ROI Technologies had carved a niche, reaching into a market typically dominated by wide web. While their runs were not particularly short for narrow web converters (typical runs average from 100,000 through four million, says Roberts), they were very short for wide web. This proved to be a good market until the beverage industry leaders, "established market pricing of what they are going to pay, regardless of quantity," says Roberts.
Pricing pressures had become too much. "We let the bottle wrap business get too big," says Roberts. "[The industry leaders] started mandating it. That's when we started looking to other markets."
The bottle wrap business still accounts for approximately 50 percent of sales, but ROI Technologies has made a point to find other niche markets, even before the acquisition of the 13-station Allied Gear press. And sometimes, other niches have found them.
Currently, the second-largest market is direct mail. The company mainly works with non-profit organizations employing direct mail as part of their fundraising strategies. The company's entry into this field came rather accidentally.
"We went to a trade show and we had a fellow come by and say, 'Can you do this?'" says George W. Towle, senior vice president and CFO. He became a partner in 1998. "Next thing we knew we were in the direct mail business."
|The 22" Comco press|
The payroll has grown to approximately 60 employees. Among the staff is Henry Shuffler, the VP of manufacturing. Tim Roberts also works with two of his sons. Timothy D. Roberts works as business manager and Matthew Roberts is print production engineer.
New prepress department
There are a lot of changes afoot at the company. Besides acquiring a new press, the company is also ramping up its prepress capabilities.
Previously, all prepress work was done off-site at Fine Line Graphics in Smithfield, RI. Early this year, however, Fine Line Graphics is expected to create an "in-plant" operation at ROI Technologies.

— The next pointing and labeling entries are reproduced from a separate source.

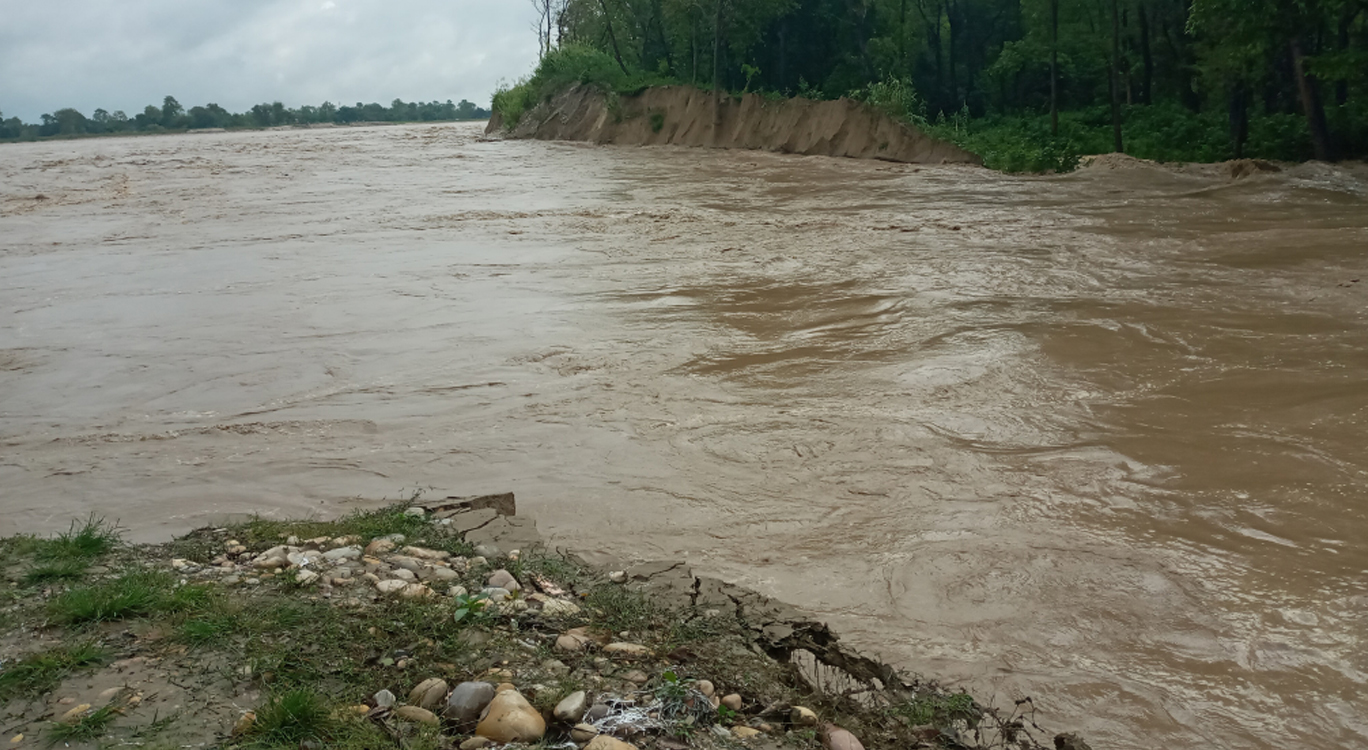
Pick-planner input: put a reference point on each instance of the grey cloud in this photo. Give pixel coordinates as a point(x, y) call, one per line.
point(125, 55)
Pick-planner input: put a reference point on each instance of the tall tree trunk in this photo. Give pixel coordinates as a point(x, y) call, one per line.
point(1311, 104)
point(1115, 78)
point(612, 37)
point(717, 69)
point(1054, 67)
point(1147, 84)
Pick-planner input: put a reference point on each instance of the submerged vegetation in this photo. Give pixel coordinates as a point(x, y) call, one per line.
point(171, 117)
point(1028, 84)
point(319, 634)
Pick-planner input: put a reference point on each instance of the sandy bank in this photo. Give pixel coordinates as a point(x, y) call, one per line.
point(683, 115)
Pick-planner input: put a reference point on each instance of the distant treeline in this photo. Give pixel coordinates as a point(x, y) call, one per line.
point(171, 115)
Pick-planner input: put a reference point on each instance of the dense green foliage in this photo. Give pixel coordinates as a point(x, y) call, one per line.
point(173, 117)
point(1171, 80)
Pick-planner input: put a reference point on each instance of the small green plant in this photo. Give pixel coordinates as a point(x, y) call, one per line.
point(86, 728)
point(294, 716)
point(137, 594)
point(38, 674)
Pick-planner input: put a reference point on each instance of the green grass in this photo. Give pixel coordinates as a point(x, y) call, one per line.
point(86, 728)
point(38, 674)
point(294, 716)
point(136, 594)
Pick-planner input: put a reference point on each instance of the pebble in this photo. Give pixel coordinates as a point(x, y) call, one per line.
point(467, 701)
point(560, 608)
point(342, 553)
point(512, 719)
point(836, 738)
point(504, 579)
point(430, 693)
point(583, 732)
point(572, 708)
point(569, 642)
point(628, 650)
point(417, 715)
point(603, 742)
point(379, 546)
point(74, 715)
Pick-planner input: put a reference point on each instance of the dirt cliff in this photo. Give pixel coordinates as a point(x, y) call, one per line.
point(683, 115)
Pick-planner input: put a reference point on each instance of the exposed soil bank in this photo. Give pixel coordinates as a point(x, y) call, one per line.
point(683, 115)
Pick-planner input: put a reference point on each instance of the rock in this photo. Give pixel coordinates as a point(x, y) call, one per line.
point(416, 591)
point(417, 716)
point(442, 574)
point(572, 708)
point(74, 715)
point(560, 608)
point(430, 693)
point(598, 710)
point(628, 650)
point(836, 738)
point(244, 724)
point(603, 742)
point(583, 732)
point(379, 546)
point(569, 642)
point(504, 579)
point(342, 553)
point(1070, 741)
point(467, 701)
point(423, 553)
point(512, 719)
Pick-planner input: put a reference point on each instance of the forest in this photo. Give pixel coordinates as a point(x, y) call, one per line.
point(1029, 84)
point(173, 117)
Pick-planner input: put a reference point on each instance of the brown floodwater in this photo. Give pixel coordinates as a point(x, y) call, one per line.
point(1096, 438)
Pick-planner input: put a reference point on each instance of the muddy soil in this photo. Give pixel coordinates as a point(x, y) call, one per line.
point(1092, 438)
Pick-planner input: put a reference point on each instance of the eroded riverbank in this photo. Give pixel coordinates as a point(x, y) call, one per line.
point(1099, 433)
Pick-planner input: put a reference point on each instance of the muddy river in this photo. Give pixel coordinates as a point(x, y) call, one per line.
point(1096, 438)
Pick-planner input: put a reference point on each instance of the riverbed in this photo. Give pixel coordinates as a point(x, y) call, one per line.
point(1093, 438)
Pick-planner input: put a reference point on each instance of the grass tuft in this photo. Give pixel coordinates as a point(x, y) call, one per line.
point(38, 674)
point(137, 594)
point(293, 717)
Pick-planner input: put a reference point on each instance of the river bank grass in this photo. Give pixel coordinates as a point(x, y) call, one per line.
point(352, 634)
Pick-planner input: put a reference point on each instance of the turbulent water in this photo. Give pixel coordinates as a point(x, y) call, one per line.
point(1097, 438)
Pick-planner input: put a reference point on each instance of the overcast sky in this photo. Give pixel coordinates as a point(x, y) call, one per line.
point(129, 54)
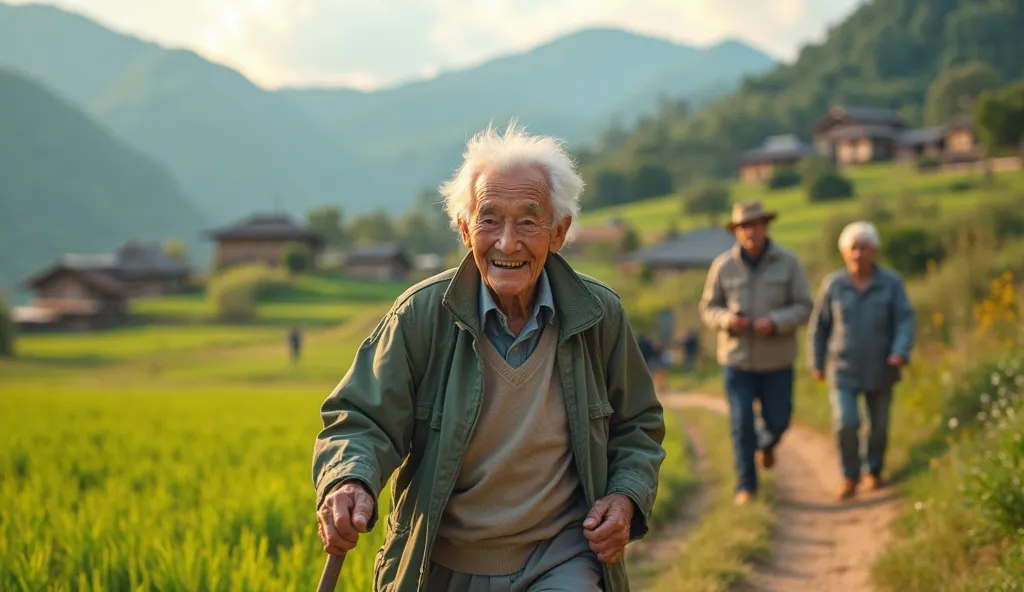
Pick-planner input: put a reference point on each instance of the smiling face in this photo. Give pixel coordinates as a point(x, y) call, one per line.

The prepress operation at ROI Technologies will include Macintosh front end platforms, digital proofing and digital laser platemaking. With the exception of data manipulation (such as color corrections or applying dot gain curves and traps), all prepress work will now be done on-site. Fine Line Graphics will also provide a prepress technician who will work in ROI Technologies' facility.
This proves to be an unusual arrangement, but it should work out well for both parties involved. "Our volume became significant and we decided that we were either going to put in our own prep operation or talk to them and see what could be done with possibly them putting in a prep operation. Well, they already had a blueprint of something that had been successful for them, so that's how we came up with this," says Roberts.
A big advantage of this new partnership is the ability to handle an overflow of prepress work. "They will have one person in our plant committed to us and that one person can be more than kept busy all the time. But when we need two and three people in different parts of it, then we have Fine Line Graphics to rely upon," says Roberts.
With a glimpse into ROI Technologies' past and present, it is only fair to also explore the future. This company has championed its ability to adapt with the changing times. The investments it is currently making will continue to propel the company in that direction. And the future looks bright.
"I see us diversifying our existing product line and creating a company where no single product line has more than one third of our sales. Second, I see us growing to maybe a $20 million company. And then future growth would probably be accompanied by plant expansion into other geographic areas," says Roberts.